Fig. 218.—Tile Tomb, York.

It may be added that, on tiles of one kind or other, the name of the legions and cohorts quartered in particular localities where they were made, are frequently found impressed. The soldiers were brick-makers and masons, and made the tiles and built the houses, &c., at the places where they were stationed. Tile-stamps thus become important aids to history.

It is curious to add that some of the tiles which have been found tell a silent tale, which they were never intended to carry, of the dress or hand or foot of the maker, which have become accidentally impressed upon their surface while in a soft state, and are afterwards rendered imperishable by firing in the kiln. One example of this kind of accidental ornamentation (Fig. [207]), which exhibits the impress of a man’s feet, or, rather, shoes thickly studded with nails,—like the “hob-nailed” boots of our own day,—will suffice as an illustration.
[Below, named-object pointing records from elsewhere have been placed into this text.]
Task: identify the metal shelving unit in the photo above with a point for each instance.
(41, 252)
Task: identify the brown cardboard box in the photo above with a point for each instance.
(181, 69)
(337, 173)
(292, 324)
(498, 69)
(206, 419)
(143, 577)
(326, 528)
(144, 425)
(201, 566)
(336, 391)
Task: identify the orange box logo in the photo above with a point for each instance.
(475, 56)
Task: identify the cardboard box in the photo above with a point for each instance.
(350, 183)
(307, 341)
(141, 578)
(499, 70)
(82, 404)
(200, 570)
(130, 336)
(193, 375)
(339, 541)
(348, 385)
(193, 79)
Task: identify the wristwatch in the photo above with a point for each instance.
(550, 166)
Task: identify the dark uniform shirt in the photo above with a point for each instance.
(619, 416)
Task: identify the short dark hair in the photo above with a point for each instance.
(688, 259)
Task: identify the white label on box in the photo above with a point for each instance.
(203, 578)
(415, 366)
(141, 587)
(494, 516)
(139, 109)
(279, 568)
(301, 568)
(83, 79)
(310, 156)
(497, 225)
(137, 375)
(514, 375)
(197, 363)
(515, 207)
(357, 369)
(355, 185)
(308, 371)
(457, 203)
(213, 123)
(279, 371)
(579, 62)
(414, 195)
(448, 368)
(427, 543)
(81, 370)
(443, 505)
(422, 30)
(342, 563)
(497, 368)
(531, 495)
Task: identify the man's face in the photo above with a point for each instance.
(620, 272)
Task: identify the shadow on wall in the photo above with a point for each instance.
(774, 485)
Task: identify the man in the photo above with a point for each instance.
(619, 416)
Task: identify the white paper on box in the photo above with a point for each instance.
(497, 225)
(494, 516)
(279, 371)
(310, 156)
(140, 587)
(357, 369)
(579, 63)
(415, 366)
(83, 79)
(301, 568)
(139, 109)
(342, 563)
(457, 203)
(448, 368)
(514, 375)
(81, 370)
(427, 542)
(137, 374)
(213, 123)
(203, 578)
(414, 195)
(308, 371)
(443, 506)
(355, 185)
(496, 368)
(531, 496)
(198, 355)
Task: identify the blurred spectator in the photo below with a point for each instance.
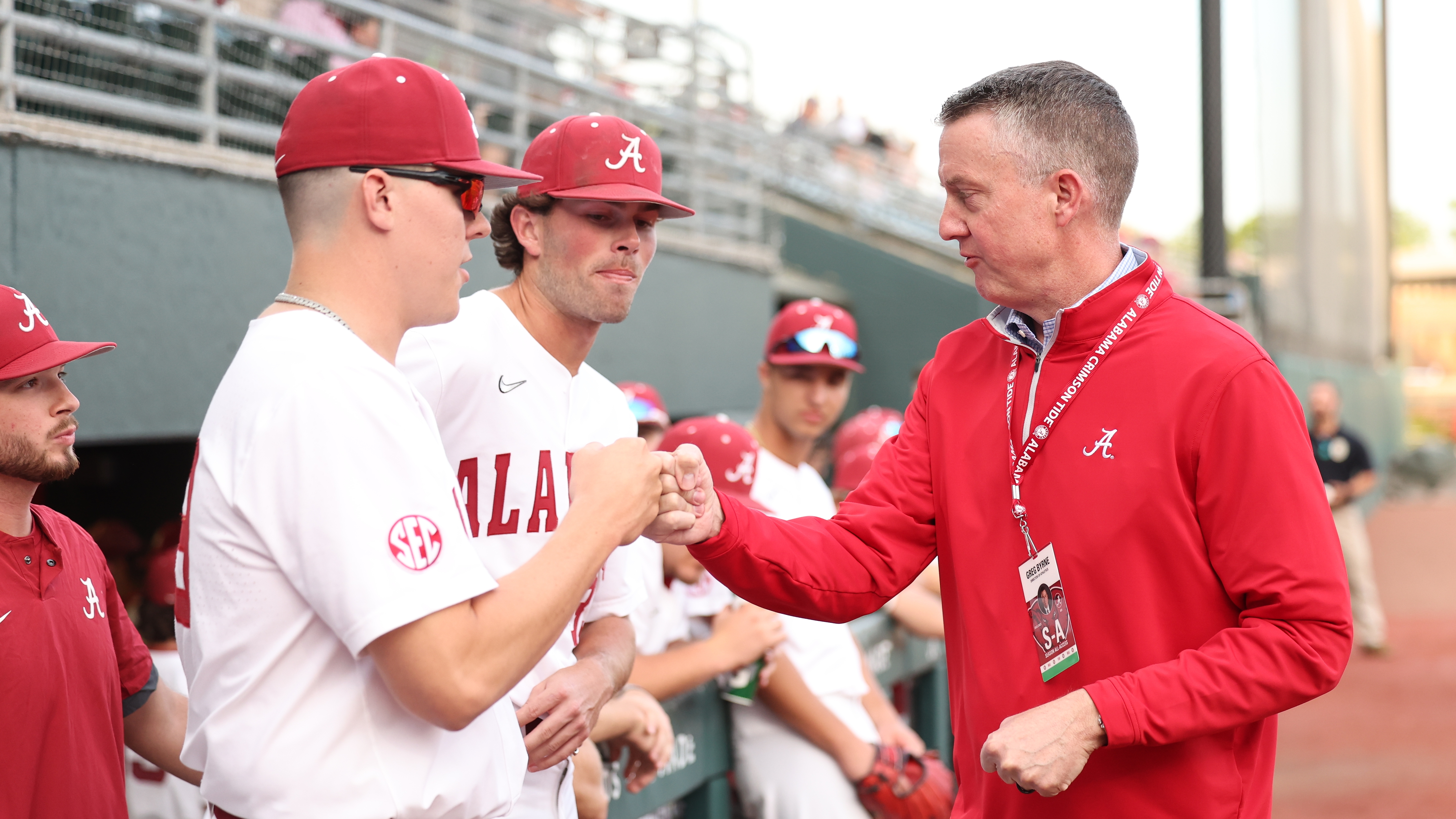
(667, 664)
(1345, 466)
(649, 409)
(634, 721)
(314, 18)
(152, 793)
(857, 442)
(807, 122)
(848, 127)
(813, 729)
Fig. 219.—Clay Coffin, Aldborough.

One extraordinary and highly interesting use of tiles among the Roman inhabitants of Britain was that of forming them into tombs.[26] A large tile was laid flat on the ground; two others of the same length were placed upright, one at each side, to form the sides; two shorter ones were placed upright as ends; and another tile formed the cover (Fig. [216]). Thus a fictile cist, or chest, was formed, and in this was deposited the sepulchral urn containing the ashes of the departed, with its accompanying group of smaller vessels. Cists of this kind are found frequently in the Roman cemeteries at Colchester. “The practice of enclosing or covering the sepulchral deposits with tiles appears to have been so general, that the word tegula, a tile, was often used to signify a tomb. The reader will at once call to mind the lines of Ovid:—

“Est honor et tumulis; animas placate paternas,

Parvaque in extinctas munera ferte pyras.